?No mas! 

Editor’s Note: Each November local peace and justice advocates take part in the annual vigil outside the former School of the Americas (SOA), a unique event that’s a mixture of protest march, street theatre and civil disobedience. SOA is a taxpayer-supported counterinsurgency training center at Ft. Benning in Columbus, Ga., which a congressional investigation found was teaching torture and execution techniques to its primarily Latin American clientele. With the growing national debate over the role of torture in U.S. policy, we present this first-person report from one local advocate. You can decide for yourself if his is a cause worth believing in.

With a figurative backdrop of Abu Ghraib and Guantanamo Bay, and with the vice president wanting to exclude the CIA from restraints in torturing detainees, an exceptionally large crowd of about 20,000 people took part in the annual vigil outside Ft. Benning to say, “No mas” -- no more.

Now referred to as WHISC, or Western Hemisphere Institute for Security Cooperation, but more commonly known and still referred to as the SOA, the School of the Americas (or School of Assassins, depending on to whom one speaks) is headquarted at Ft. Benning. Over the decades it has trained over 60,000 Latin American soldiers, a preponderance of them from Colombia, a nation with one of the worst human rights records in the world.

Training manuals released from the school after a congressional investigation revealed that their training included instruction in techniques of torture, extortion and execution, all paid for by U.S. tax dollars.

My wife and stepson and I arrive on site Saturday around noon, and although thanks to an ACLU lawsuit filed after the 2003 vigil there were no body searches, there is a gauntlet of police to pass through. The unblinking eye of a videocam records the comings and goings of everyone present.
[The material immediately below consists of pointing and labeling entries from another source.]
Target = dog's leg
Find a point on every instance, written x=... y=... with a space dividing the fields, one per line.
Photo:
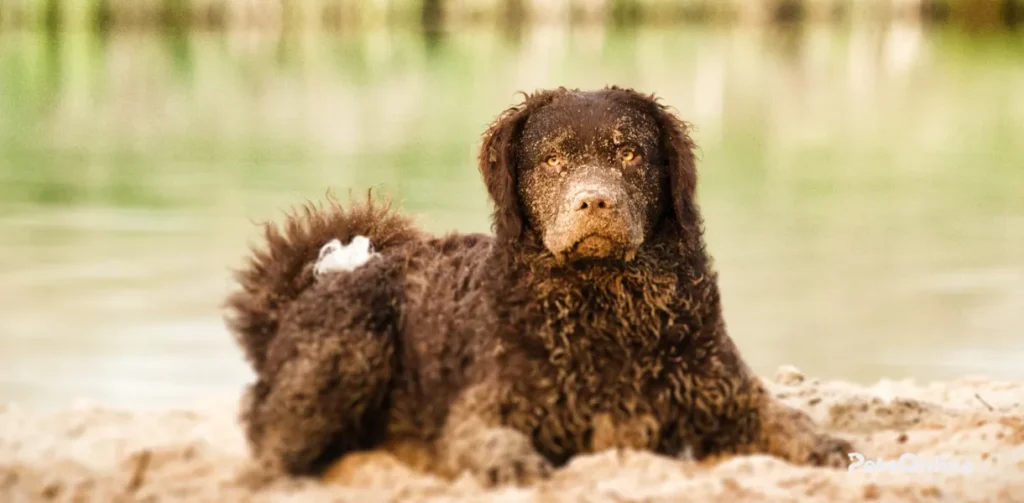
x=793 y=435
x=733 y=413
x=324 y=389
x=474 y=441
The local newspaper says that Columbus is spending $250,000 on beefed-up security, and I believe it. There is even an “eye in the sky” cherry-picker-type device with heavily smoked windows from which the crowd may be viewed, and I suppose photographed.

Were I there to cause trouble, I would be intimidated.

As we move into the entry area, we see a long list of banned items -- which unfortunately includes the PVC pipes which control the motions of the 20-ft. wingspan “peace dove” made by our Unitarian Universalist Beloved Community youth group. A quick intervention by one of the many SOA Watch Legal Collective Observers avoids a confrontation.

A short chat with the Observer reveals that they are there to watch for and document any civil rights violations, to meet beforehand with those intending to cross “over the line” to be arrested, and to make sure those about to be arrested understand the ramifications and consequences of their actions. The Observers will also help represent them when their day in court arrives.

As we talk the Observer leads us to the leader of the Puppetistas, the oversized caricatures bearing the names of infamous past graduates of the SOA. We are provided with legally acceptable bamboo poles to replace the PVC, and while I wonder how they were considered less lethal, I confess they were lighter and worked as well.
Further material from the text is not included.